As the head farmer of Farmscape, a company that designs, installs and maintains both residential and commercial gardens throughout California, Matthew Geldin has planted a lot of edible plants. He’s helped turn lawns, roofs and parks into productive food spaces, helping people connect with their food and nature at large.

“I think a lot of people either don’t have the time, the knowledge or the capacity to manage a garden themselves, but they really want to have that direct relationship with their food and where their food comes from,” says Geldin. “We can bridge those gaps for folks.”

Geldin started working with Farmscape, now the largest urban farming company in California, while studying landscape architecture at Cal Poly Pomona. After school, he honed his expertise working as a gardener at places such as the Los Angeles County Arboretum before returning to Farmscape, becoming the head farmer in 2014. Now, he oversees the weekly maintenance of hundreds of projects—everything from backyard gardens to neighborhood farms.

Each garden Geldin creates is wholly inspired by the people or the community it serves. For homeowners, Farmscape starts with a site visit. The consultation includes an analysis of growing conditions in the patch of land, including sun exposure, the location of trees and hedges and what the irrigation access is like. They have conversations with the owners about how large the household is and how much food, if any, they want to produce. The company also installs pollinator gardens, native plant gardens and summer dry gardens. 

After the homeowner accepts the terms of the project, Farmscape does all the landscape installation work. Then the company works with the client each growing season to help select what they want to grow and will either harvest any food directly for the client or teach the homeowner how to manage it, all depending on their interests.

“In our backyard gardens, residents are encouraged to join their farmer when able to learn about what’s happening in their garden,” says Geldin. “We share information and demonstrations on what’s being planted, how to tend to the plants according to the arc of the season and how to harvest for optimal enjoyment of the produce and production of the crops. “

Having a garden expert at your disposal sounds dreamy, especially for those of us that are green thumb challenged. But it’s also something that enables Farmscape to provide farmers with a host of professional benefits including health insurance and 401Ks—an anomaly in the field.

“Something that is really common in residential gardening, in community gardening and urban farming is there’s a lot of volunteer opportunities or a lot of nonprofit work,” says Geldin. “Farmscape was one of the first companies that I became familiar with that actually tried to professionalize the work and create a sustaining company and career opportunities in being an urban farmer.” Geldin has now trained dozens of gardeners, many of whom have become farm managers, landscape architects or travel the world while farming.

Besides the backyard gardens, Geldin and Farmscape create farms for communities such as agrihoods, a type of planned community that integrates agriculture into a residential neighborhood. Much like backyard gardens, these farms are custom tailored to the community they will serve, but these agrihoods can take years from the initial conception stage to reach the harvest stage.

“Commercial farms are not a space where typically people are coming to visit, but the spaces we create are really made so people can engage with them within their community,” says Geldin.

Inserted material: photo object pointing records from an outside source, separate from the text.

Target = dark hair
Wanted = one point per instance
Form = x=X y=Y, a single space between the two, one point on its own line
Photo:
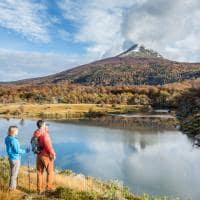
x=40 y=123
x=11 y=130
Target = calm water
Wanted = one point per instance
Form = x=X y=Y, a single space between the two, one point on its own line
x=152 y=161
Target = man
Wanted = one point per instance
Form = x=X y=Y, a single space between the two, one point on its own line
x=45 y=157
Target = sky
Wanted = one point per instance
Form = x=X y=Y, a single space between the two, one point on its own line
x=41 y=37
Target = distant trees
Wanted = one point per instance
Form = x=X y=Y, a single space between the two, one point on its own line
x=74 y=93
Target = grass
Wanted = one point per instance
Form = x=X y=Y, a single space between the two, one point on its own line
x=69 y=186
x=64 y=111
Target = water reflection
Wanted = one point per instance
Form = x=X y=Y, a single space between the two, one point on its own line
x=147 y=161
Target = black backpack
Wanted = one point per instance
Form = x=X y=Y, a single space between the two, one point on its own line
x=36 y=147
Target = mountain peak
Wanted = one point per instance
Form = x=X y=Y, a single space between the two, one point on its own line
x=140 y=51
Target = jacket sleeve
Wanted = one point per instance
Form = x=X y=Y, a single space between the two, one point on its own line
x=16 y=147
x=48 y=145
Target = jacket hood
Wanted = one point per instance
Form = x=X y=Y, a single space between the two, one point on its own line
x=38 y=133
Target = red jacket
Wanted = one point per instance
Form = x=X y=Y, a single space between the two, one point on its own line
x=45 y=142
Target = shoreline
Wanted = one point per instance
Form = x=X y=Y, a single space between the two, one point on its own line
x=76 y=111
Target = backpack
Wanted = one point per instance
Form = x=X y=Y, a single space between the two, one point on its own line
x=36 y=147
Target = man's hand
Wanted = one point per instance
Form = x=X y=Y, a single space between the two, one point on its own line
x=53 y=157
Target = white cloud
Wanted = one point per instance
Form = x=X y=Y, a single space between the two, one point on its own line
x=98 y=22
x=171 y=27
x=26 y=17
x=15 y=65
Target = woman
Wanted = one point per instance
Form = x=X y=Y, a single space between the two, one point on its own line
x=14 y=155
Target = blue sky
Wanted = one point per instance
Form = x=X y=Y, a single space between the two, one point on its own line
x=40 y=37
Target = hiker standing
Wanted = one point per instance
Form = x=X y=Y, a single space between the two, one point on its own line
x=14 y=155
x=42 y=146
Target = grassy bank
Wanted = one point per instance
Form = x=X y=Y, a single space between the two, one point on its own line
x=69 y=186
x=65 y=111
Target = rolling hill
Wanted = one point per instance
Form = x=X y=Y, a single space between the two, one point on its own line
x=136 y=66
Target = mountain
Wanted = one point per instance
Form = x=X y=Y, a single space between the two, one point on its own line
x=135 y=66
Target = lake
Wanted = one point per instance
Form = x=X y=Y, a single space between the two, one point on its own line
x=154 y=161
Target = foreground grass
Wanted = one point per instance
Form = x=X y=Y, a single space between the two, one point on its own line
x=63 y=111
x=69 y=186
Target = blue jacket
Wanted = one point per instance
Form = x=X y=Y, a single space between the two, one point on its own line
x=13 y=148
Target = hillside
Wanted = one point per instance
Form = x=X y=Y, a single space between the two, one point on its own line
x=136 y=66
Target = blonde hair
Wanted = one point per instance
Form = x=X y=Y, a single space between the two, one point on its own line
x=12 y=130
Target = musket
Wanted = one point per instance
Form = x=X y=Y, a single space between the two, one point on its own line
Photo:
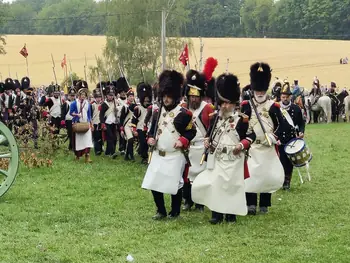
x=152 y=147
x=99 y=78
x=85 y=68
x=259 y=118
x=54 y=74
x=71 y=75
x=206 y=150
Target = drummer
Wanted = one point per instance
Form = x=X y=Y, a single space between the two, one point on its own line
x=293 y=114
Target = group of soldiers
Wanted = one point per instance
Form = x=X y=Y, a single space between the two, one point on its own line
x=205 y=140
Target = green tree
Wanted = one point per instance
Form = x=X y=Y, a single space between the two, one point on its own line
x=133 y=39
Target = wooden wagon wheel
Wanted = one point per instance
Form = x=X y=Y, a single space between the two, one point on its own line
x=9 y=158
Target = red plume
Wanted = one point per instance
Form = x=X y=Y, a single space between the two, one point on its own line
x=209 y=68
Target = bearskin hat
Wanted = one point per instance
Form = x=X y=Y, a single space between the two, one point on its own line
x=17 y=85
x=286 y=89
x=2 y=87
x=97 y=93
x=72 y=91
x=228 y=88
x=28 y=91
x=195 y=83
x=144 y=90
x=121 y=85
x=170 y=83
x=102 y=87
x=9 y=85
x=260 y=76
x=25 y=83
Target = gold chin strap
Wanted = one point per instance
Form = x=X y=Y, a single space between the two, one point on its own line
x=193 y=92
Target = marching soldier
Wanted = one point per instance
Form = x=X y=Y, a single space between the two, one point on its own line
x=202 y=113
x=108 y=120
x=122 y=88
x=170 y=134
x=294 y=116
x=31 y=112
x=126 y=132
x=221 y=186
x=80 y=109
x=67 y=117
x=265 y=168
x=144 y=93
x=97 y=132
x=54 y=104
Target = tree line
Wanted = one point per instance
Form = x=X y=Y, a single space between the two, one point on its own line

Farmscape does that by providing educational and engagement opportunities where people are participating in the farming, learning the process and seeing the crops from the planting stage all the way through the harvest stage. Many agrihood projects run on a work-to-harvest format, in which residents take home produce at the end of every farming shift they work. The remaining produce is then sold to the community through farm stands, CSA-style boxes, U-picks and bumper-crop flash sales or donated to local food banks that accept fresh produce.

In this model, Geldin sees hope for the future. “It’s really exciting to take a lawn and turn it into a productive food space,” says Geldin. “Let’s keep doing more of that.”